Jeong Woosik, Baek Chang-Heon, Lee Dong-Yeong, Song Sang-Youn, Na Jae-Boem, Hidayat Mohamad Soleh, Kim Geonwoo, Kim Dong-Hee
Department of Bio-Industrial Machinery Engineering, Gyeongsang National University, Jinju 52828, Republic of Korea.
Department of Orthopaedic Surgery, Institute of Medical Science, Gyeongsang National University College of Medicine and Gyeongsang National University Hospital, Jinju 52727, Republic of Korea.
Bioengineering (Basel). 2024 Dec 13;11(12):1264. doi: 10.3390/bioengineering11121264.
Metastatic spine cancer can cause pain and neurological issues, making it challenging to distinguish from spinal compression fractures using magnetic resonance imaging (MRI). To improve diagnostic accuracy, this study developed artificial intelligence (AI) models to differentiate between metastatic spine cancer and spinal compression fractures in MRI images. MRI data from Gyeongsang National University Hospital, collected from January 2019 to April 2022, were processed using Otsu's binarization and Canny edge detection algorithms. Using these preprocessed datasets, convolutional neural network (CNN) and support vector machine (SVM) models were built. The T1-weighted image-based CNN model demonstrated high sensitivity (1.00) and accuracy (0.98) in identifying metastatic spine cancer, particularly with data processed by Otsu's binarization and Canny edge detection, achieving exceptional performance in detecting cancerous cases. This approach highlights the potential of preprocessed MRI data for AI-assisted diagnosis, supporting clinical applications in distinguishing metastatic spine cancer from spinal compression fractures.

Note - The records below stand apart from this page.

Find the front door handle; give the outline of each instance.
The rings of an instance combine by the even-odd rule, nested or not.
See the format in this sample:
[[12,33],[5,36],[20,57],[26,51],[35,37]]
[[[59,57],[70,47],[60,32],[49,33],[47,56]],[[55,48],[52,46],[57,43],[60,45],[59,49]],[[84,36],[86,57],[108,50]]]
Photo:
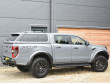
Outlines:
[[74,49],[78,49],[78,47],[75,47]]
[[56,47],[56,48],[61,48],[60,46]]

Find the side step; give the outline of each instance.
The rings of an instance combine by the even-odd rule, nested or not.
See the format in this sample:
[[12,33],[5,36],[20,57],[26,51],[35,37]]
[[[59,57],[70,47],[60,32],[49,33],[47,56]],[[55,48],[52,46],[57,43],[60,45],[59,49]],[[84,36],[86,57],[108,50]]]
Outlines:
[[53,67],[78,67],[78,66],[90,66],[90,64],[89,63],[56,64]]

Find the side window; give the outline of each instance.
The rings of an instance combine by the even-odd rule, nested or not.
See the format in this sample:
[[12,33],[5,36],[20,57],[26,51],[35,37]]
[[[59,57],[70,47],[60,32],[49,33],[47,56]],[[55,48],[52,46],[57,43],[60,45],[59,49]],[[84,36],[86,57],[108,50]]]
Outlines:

转移性脊柱癌可引起疼痛和神经问题,这使得使用磁共振成像(MRI)将其与脊柱压缩性骨折区分开来具有挑战性。为了提高诊断准确性,本研究开发了人工智能(AI)模型,以在MRI图像中区分转移性脊柱癌和脊柱压缩性骨折。对庆尚国立大学医院2019年1月至2022年4月收集的MRI数据,使用大津法二值化和Canny边缘检测算法进行处理。利用这些预处理数据集,构建了卷积神经网络(CNN)和支持向量机(SVM)模型。基于T1加权图像的CNN模型在识别转移性脊柱癌方面表现出高灵敏度(1.00)和准确率(0.98),特别是对经大津法二值化和Canny边缘检测处理的数据,在检测癌症病例方面表现出色。这种方法突出了预处理MRI数据在人工智能辅助诊断中的潜力,为区分转移性脊柱癌和脊柱压缩性骨折的临床应用提供了支持。